The Curse Is Eclipsed!
Once more, superstition and astrology intersect with the world of baseball. Was it just a coincidence that the Red Sox triumph on Wednesday night took place during a lunar eclipse? Within the span of one full lunar cycle, two unthinkable historic passages in the baseball world have transpired: first, official confirmation of the relocation of the Montreal Expos to Washington ("when the moons and the suns and the stars and the dollars are aligned correctly," as Bob DuPuy said), and now, the Red Sox have become World Champions, and have done so in spectacularly decisive fashion. Both miracles followed decades of maddening frustration suffered by fans in their respective cities, and in both cases a central part of the story was rising above old demons, either internal or external. (Just in time for Halloween!) Just as Washingtonians were momentarily stunned by news that they were about to become a real baseball city once again, Bostonians are temporarily dazed by the new reality of being on top of the proverbial heap, now freed of their past crippling self-doubt and bitter grudges. It was a Cinderella story that only a total grouch could fail to appreciate, though a World Series without pinstripes still seems a little empty to spoiled Yankee fans like me. Four years without a world title?
Johnny Damon's first-inning homer was all the Red Sox needed in Game Four, putting the Cardinals in an effective psychological "pin" position from which they could not escape. Pitching performances by Schilling, Martinez, Lowe, and Foulke far surpassed expectations; apparently not many experts gave the Red Sox as much credit for pitching before the postseason as I did. Many have remarked that Boston not only set a record for consecutive postseason wins, they also sustained a perfect inning-by-inning lead in runs. Another odd facet of this World Series was that both teams' scores in each successive game declined in steady fashion. And what are we to make of the enormous ironies involving the actual or possible trades of Manny Ramirez, Alex Rodriguez, and Nomar Garciaparra this year?
I was amused to find out that Boston's pitching hero Curt Schilling endorsed Bush at the end of his brief appearance on ABC's Good Morning America on Thursday. After Charles Gibson offered congratulations to him and the Red Sox, he replied: "And make sure you tell everybody to vote, and vote Bush next week." (via www.georgewbush.com)

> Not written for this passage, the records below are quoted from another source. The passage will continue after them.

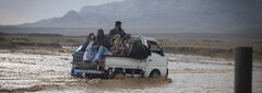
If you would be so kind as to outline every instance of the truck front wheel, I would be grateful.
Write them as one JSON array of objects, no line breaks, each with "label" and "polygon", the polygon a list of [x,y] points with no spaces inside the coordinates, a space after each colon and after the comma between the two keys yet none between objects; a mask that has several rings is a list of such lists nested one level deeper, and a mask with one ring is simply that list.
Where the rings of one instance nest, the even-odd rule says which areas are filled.
[{"label": "truck front wheel", "polygon": [[157,69],[154,69],[153,71],[151,71],[150,73],[150,78],[159,78],[160,77],[160,71]]}]

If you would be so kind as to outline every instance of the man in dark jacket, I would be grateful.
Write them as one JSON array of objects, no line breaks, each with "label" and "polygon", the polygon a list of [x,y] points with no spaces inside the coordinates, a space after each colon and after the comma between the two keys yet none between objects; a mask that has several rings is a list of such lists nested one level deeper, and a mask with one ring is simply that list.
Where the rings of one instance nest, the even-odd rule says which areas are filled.
[{"label": "man in dark jacket", "polygon": [[104,31],[102,28],[99,28],[97,31],[97,36],[96,36],[96,40],[95,40],[99,46],[104,46],[107,47],[107,38],[104,34]]},{"label": "man in dark jacket", "polygon": [[116,22],[115,28],[110,30],[109,35],[115,36],[119,34],[121,36],[121,38],[123,38],[123,36],[126,36],[124,31],[122,30],[122,23],[120,21]]}]

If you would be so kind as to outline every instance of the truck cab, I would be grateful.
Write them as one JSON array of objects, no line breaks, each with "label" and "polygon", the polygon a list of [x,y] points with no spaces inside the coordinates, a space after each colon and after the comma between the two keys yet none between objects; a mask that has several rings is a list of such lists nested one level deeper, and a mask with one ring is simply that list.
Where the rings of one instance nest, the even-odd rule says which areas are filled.
[{"label": "truck cab", "polygon": [[83,51],[76,49],[73,54],[73,72],[88,78],[115,78],[117,75],[144,78],[167,77],[168,61],[165,57],[163,46],[153,37],[133,36],[131,39],[139,40],[147,46],[151,50],[151,55],[142,60],[128,57],[106,57],[104,69],[98,71],[95,69],[94,65],[83,62]]}]

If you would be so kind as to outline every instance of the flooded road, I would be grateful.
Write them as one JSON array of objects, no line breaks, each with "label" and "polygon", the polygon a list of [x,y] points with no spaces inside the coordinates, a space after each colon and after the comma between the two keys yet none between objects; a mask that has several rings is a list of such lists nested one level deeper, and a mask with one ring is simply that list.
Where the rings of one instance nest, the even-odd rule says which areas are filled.
[{"label": "flooded road", "polygon": [[[0,53],[0,92],[234,93],[234,62],[167,55],[168,79],[80,79],[70,75],[71,54]],[[262,93],[261,63],[254,63],[253,93]]]}]

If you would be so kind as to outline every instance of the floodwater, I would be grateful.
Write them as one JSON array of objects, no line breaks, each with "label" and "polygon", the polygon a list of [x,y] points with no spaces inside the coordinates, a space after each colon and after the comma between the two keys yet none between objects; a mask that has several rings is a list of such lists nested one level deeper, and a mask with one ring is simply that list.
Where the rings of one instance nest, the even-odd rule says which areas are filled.
[{"label": "floodwater", "polygon": [[[70,75],[71,54],[0,53],[0,92],[233,93],[234,62],[167,55],[168,78],[81,79]],[[262,65],[254,63],[253,93],[262,93]]]}]

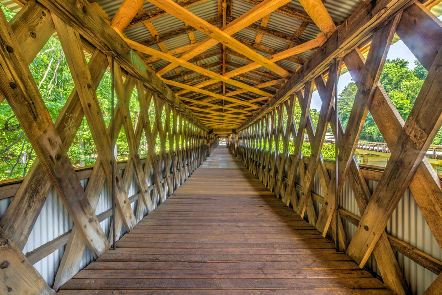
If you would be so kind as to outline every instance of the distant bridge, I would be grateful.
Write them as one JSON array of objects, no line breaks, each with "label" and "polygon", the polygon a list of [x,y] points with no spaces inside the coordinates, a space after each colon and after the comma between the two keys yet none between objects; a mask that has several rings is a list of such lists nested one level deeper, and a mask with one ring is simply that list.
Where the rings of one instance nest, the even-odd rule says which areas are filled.
[{"label": "distant bridge", "polygon": [[[385,142],[372,142],[361,140],[358,142],[356,148],[381,153],[391,153],[390,148]],[[437,159],[438,156],[439,155],[442,155],[442,145],[430,145],[426,153],[427,158],[432,159]]]}]

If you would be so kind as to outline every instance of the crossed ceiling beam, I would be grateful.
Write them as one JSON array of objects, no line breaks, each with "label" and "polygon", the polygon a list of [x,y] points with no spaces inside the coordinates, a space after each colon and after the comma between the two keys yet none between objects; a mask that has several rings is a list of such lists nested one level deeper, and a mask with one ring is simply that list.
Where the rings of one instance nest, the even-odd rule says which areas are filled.
[{"label": "crossed ceiling beam", "polygon": [[[192,14],[192,16],[191,16],[188,14],[187,13],[188,13],[188,12],[187,12],[187,13],[186,12],[187,10],[184,9],[183,7],[181,7],[179,5],[177,5],[174,3],[174,2],[172,2],[170,0],[168,0],[168,1],[166,2],[160,2],[160,1],[158,0],[152,0],[152,1],[150,2],[155,5],[158,4],[158,5],[160,5],[162,8],[165,9],[166,10],[170,10],[169,11],[169,12],[173,12],[175,14],[175,16],[180,19],[182,19],[182,20],[186,20],[184,21],[189,23],[189,25],[192,26],[195,25],[197,27],[199,27],[199,25],[203,24],[200,21],[198,21],[197,23],[194,23],[193,21],[193,16],[194,15]],[[225,38],[228,38],[229,37],[232,38],[232,37],[230,37],[231,35],[240,31],[245,27],[253,24],[269,13],[272,11],[274,11],[277,8],[289,2],[290,2],[290,1],[288,0],[265,0],[239,17],[237,18],[228,25],[224,26],[221,29],[220,29],[215,27],[212,26],[210,27],[210,29],[212,30],[214,32],[216,32],[218,37],[223,38],[222,39],[222,40],[225,42],[226,40],[229,40],[226,39]],[[170,4],[170,2],[173,3],[173,4],[175,4],[175,6],[173,6],[173,4]],[[166,5],[165,5],[165,3],[167,3]],[[171,6],[171,5],[172,6]],[[185,10],[185,11],[183,10]],[[179,14],[178,12],[180,14]],[[183,14],[182,16],[181,14]],[[194,17],[197,17],[195,16]],[[188,18],[192,18],[193,20],[191,20],[192,21],[187,22],[187,20]],[[201,20],[201,19],[199,19],[199,20]],[[202,21],[202,20],[201,20]],[[207,25],[207,24],[204,25]],[[205,29],[207,30],[208,27],[205,26],[203,28],[196,27],[196,28],[200,30],[203,30],[202,31],[206,34],[212,34],[211,33],[208,31],[204,31],[204,30]],[[188,60],[189,59],[198,55],[218,43],[219,43],[219,42],[218,40],[213,39],[210,36],[208,37],[203,41],[201,41],[201,43],[199,45],[196,46],[192,49],[185,52],[180,56],[180,59],[184,60]],[[228,46],[228,44],[226,45]],[[243,44],[241,44],[240,46],[245,47]],[[244,49],[244,48],[243,48],[243,49]],[[256,54],[256,53],[252,54]],[[256,55],[254,56],[256,56]],[[259,56],[256,57],[258,58],[259,58]],[[261,60],[261,61],[264,62],[265,63],[267,63],[267,62],[266,62],[265,61]],[[160,69],[157,71],[157,73],[160,76],[162,76],[165,73],[167,73],[170,70],[176,67],[176,66],[177,65],[172,63]]]}]

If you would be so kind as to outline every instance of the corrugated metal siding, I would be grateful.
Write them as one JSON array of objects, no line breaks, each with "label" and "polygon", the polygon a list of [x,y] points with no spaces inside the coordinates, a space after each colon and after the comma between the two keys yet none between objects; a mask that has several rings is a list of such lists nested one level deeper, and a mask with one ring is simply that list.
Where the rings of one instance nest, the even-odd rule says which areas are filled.
[{"label": "corrugated metal siding", "polygon": [[[80,181],[83,189],[87,186],[88,180],[88,179],[83,179]],[[139,188],[134,173],[128,195],[130,197],[139,190]],[[4,215],[13,199],[13,198],[9,198],[0,200],[0,218]],[[131,204],[134,211],[136,208],[137,203],[137,201],[133,202]],[[110,209],[111,206],[110,188],[106,181],[102,189],[95,209],[96,215]],[[100,225],[106,235],[109,233],[111,221],[111,218],[109,217],[100,222]],[[53,188],[29,235],[29,239],[23,248],[23,253],[26,254],[28,252],[31,252],[68,232],[72,230],[73,225],[72,219],[70,217],[63,202],[58,196],[55,189]],[[123,225],[121,235],[125,232],[126,229]],[[64,246],[60,248],[34,264],[34,267],[49,286],[52,286],[54,284],[65,247],[66,246]],[[94,259],[94,257],[92,252],[86,247],[83,254],[80,269],[84,268]]]},{"label": "corrugated metal siding", "polygon": [[[329,171],[331,173],[331,171]],[[302,183],[299,174],[296,182]],[[372,192],[376,188],[378,182],[368,180],[367,183]],[[324,196],[317,174],[315,176],[312,191]],[[298,190],[298,193],[300,193]],[[319,213],[322,205],[314,201],[316,213]],[[353,192],[348,179],[345,181],[339,197],[339,206],[353,214],[360,216],[359,209],[355,199]],[[347,221],[342,220],[347,241],[351,240],[356,227]],[[407,189],[394,210],[386,230],[387,233],[409,243],[427,254],[442,260],[442,251],[439,247],[430,228],[419,209],[410,190]],[[329,231],[330,232],[330,231]],[[331,237],[330,232],[328,236]],[[410,286],[412,292],[416,295],[422,294],[437,276],[426,268],[403,255],[394,251],[399,267],[404,274],[406,281]],[[366,266],[377,273],[381,273],[378,268],[374,255],[372,254],[367,262]]]}]

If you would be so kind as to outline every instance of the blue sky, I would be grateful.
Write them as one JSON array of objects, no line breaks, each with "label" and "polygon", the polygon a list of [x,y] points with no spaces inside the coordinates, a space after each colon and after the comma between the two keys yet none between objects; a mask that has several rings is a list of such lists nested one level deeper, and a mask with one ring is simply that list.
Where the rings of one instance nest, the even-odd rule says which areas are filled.
[{"label": "blue sky", "polygon": [[[396,58],[402,58],[408,61],[408,67],[413,69],[414,67],[414,61],[416,58],[411,53],[408,48],[402,41],[399,40],[390,47],[388,54],[387,55],[387,59],[395,59]],[[340,93],[347,85],[352,81],[352,77],[350,73],[347,72],[339,77],[338,82],[338,93]],[[318,110],[321,108],[321,99],[318,91],[313,92],[311,98],[311,105],[310,108],[316,108]]]},{"label": "blue sky", "polygon": [[[438,17],[440,20],[442,21],[442,15]],[[388,54],[387,55],[387,59],[395,59],[401,58],[408,61],[408,67],[410,69],[414,67],[414,61],[416,58],[413,54],[410,51],[405,44],[401,40],[399,40],[390,47]],[[352,77],[350,73],[348,72],[339,77],[338,82],[338,93],[340,93],[349,83],[352,81]],[[318,91],[315,91],[312,95],[311,104],[310,109],[316,108],[318,110],[321,108],[321,99]]]}]

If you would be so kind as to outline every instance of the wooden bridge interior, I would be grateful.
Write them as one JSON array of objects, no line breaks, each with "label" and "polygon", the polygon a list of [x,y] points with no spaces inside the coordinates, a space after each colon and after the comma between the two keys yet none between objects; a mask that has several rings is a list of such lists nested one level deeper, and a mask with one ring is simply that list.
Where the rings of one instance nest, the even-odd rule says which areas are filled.
[{"label": "wooden bridge interior", "polygon": [[[442,184],[425,157],[442,125],[442,23],[430,11],[440,1],[0,0],[17,12],[0,13],[0,104],[38,157],[23,179],[0,183],[10,202],[0,293],[442,294]],[[28,67],[52,36],[75,86],[55,121]],[[428,71],[405,121],[379,82],[398,38]],[[116,102],[108,126],[96,92],[106,71]],[[344,71],[358,87],[345,128],[335,104]],[[391,151],[385,168],[354,155],[369,112]],[[83,119],[98,158],[77,169],[67,151]],[[334,163],[321,154],[329,125]],[[122,128],[130,152],[117,162]],[[115,203],[97,214],[107,184]],[[73,226],[24,253],[53,188]],[[439,254],[387,230],[404,193]],[[50,282],[34,266],[60,249]],[[95,260],[84,268],[86,251]],[[426,271],[425,288],[404,259]]]}]

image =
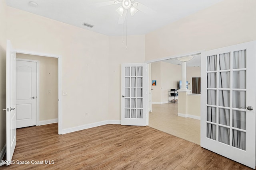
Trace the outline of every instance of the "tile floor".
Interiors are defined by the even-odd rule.
[[[200,121],[178,116],[178,103],[152,104],[149,126],[200,145]]]

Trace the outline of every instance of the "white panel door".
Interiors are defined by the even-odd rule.
[[[146,63],[122,64],[121,124],[147,125]]]
[[[6,45],[6,160],[9,165],[16,146],[16,53],[11,43]]]
[[[201,146],[255,168],[256,43],[203,53]]]
[[[36,124],[36,62],[17,59],[17,128]]]

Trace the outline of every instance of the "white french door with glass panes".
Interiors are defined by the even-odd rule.
[[[255,41],[202,53],[201,146],[255,168]]]
[[[122,64],[122,125],[147,125],[146,66]]]

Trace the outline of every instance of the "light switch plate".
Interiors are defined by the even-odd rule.
[[[68,96],[68,92],[66,91],[63,91],[62,92],[62,95],[63,96]]]

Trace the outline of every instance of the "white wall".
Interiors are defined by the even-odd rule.
[[[187,80],[190,84],[188,85],[188,90],[192,88],[192,77],[201,77],[201,67],[187,67]],[[191,91],[191,93],[192,91]]]
[[[161,103],[161,62],[151,63],[151,82],[152,102]],[[156,86],[152,86],[152,81],[156,80]]]
[[[178,84],[181,80],[181,70],[180,65],[161,61],[151,64],[151,78],[157,80],[156,86],[151,86],[151,88],[154,89],[152,91],[153,102],[160,104],[168,102],[168,91],[178,88]],[[190,83],[192,77],[200,77],[200,67],[187,67],[187,80]],[[188,85],[189,89],[191,89],[191,84]],[[170,100],[173,98],[170,98]],[[178,99],[178,96],[175,99]]]
[[[20,53],[16,57],[39,61],[39,121],[58,119],[58,59]]]
[[[224,0],[146,35],[146,60],[256,40],[256,1]]]
[[[7,9],[7,38],[14,48],[62,56],[62,90],[68,92],[62,96],[63,128],[108,119],[108,37]]]
[[[109,37],[108,59],[109,96],[108,100],[102,101],[108,106],[110,120],[121,120],[121,64],[143,63],[145,61],[145,36],[128,37],[128,48],[122,43],[122,36]],[[102,88],[108,92],[102,84]],[[104,95],[104,93],[102,95]]]
[[[181,79],[181,66],[166,62],[161,62],[161,102],[168,102],[169,90],[178,88],[178,83]],[[173,99],[170,97],[170,100]],[[178,97],[175,97],[178,99]]]
[[[6,88],[6,50],[7,6],[0,0],[0,152],[6,143],[6,116],[2,109],[5,109]]]

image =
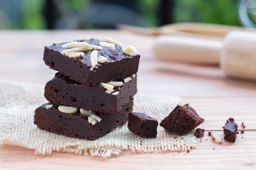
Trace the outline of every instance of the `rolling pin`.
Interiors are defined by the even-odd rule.
[[[234,31],[223,41],[163,35],[153,51],[164,61],[198,64],[220,64],[228,76],[256,80],[256,33]]]

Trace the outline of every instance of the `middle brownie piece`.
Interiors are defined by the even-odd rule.
[[[83,108],[93,112],[105,113],[119,112],[122,107],[133,99],[137,92],[137,75],[130,80],[123,81],[123,85],[115,87],[108,94],[100,85],[90,86],[72,80],[68,77],[57,73],[48,82],[45,88],[45,97],[54,104]]]

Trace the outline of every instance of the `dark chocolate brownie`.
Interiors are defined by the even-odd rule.
[[[100,85],[90,86],[77,84],[69,77],[59,73],[45,86],[45,97],[54,104],[83,108],[94,112],[119,112],[122,107],[132,99],[137,89],[137,76],[123,82],[123,85],[115,87],[117,95],[108,94]]]
[[[158,122],[155,119],[142,113],[129,113],[128,128],[134,133],[141,137],[157,137]]]
[[[77,41],[97,45],[99,42],[95,39]],[[67,43],[54,43],[52,46],[45,46],[43,60],[51,68],[59,71],[65,76],[69,76],[72,79],[83,84],[94,86],[110,81],[119,81],[131,76],[138,71],[140,56],[127,55],[116,45],[115,50],[107,47],[98,50],[98,55],[106,57],[108,60],[103,64],[98,63],[97,65],[98,68],[90,71],[90,56],[94,49],[83,52],[83,56],[70,58],[61,53],[63,50],[66,49],[62,48],[61,45]]]
[[[131,102],[124,106],[120,113],[112,114],[96,113],[101,118],[99,122],[92,125],[88,117],[81,114],[79,110],[73,114],[65,114],[58,109],[58,105],[49,108],[45,106],[38,108],[35,111],[34,123],[40,129],[57,134],[80,139],[97,139],[124,124],[128,119],[128,113],[132,110]]]
[[[201,138],[204,135],[204,129],[198,128],[194,132],[194,135],[197,138]]]
[[[238,125],[234,121],[234,118],[229,118],[227,121],[225,126],[222,128],[224,129],[224,139],[229,142],[235,143],[236,139]]]
[[[191,131],[204,120],[189,104],[183,106],[178,105],[162,120],[160,125],[170,132],[182,135]]]

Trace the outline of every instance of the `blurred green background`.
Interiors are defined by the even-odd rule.
[[[240,25],[235,0],[0,0],[1,29],[112,29],[199,22]]]

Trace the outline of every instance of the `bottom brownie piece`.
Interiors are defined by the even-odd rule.
[[[35,111],[34,123],[38,128],[57,134],[90,140],[102,137],[124,124],[129,112],[132,110],[132,104],[130,102],[119,113],[96,113],[101,120],[93,125],[88,122],[88,117],[81,115],[79,109],[74,114],[66,114],[58,110],[58,105],[47,108],[51,104],[50,102],[43,104]]]
[[[182,135],[194,129],[204,120],[189,104],[183,106],[178,105],[162,120],[160,126],[170,132]]]
[[[222,128],[225,136],[224,139],[229,142],[235,143],[236,139],[238,125],[235,122],[234,118],[229,118],[227,121],[225,126]]]

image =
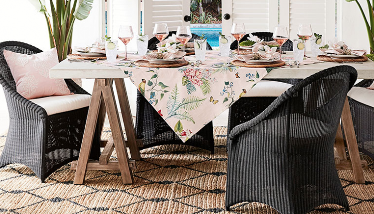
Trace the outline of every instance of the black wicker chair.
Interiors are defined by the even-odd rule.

In Washington, the city council held a marathon public hearing on the baseball stadium issue, and more than 300 folks showed up. The opposition seems split between total rejectionists and those who would like to get a better bargain, so Mayor Williams' plan is likely to be approved. (See Washington Post.) There is a remote possibility, however, that all this is part of a negotiating ploy aimed at setting up a more reasonable deal, mobilizing public sentiment in D.C. to demonstrate than the city government can't bend any further and will have to get more private money to fund the construction. In other words, give the extortionary deal demanded by Peter Angelos a fair shot, and then force him to settle for something less. I wonder if the terms Angelos is getting include an upper cap on D.C.-Baltimore revenue sharing, in case the Washington team earns a higher profit than expected?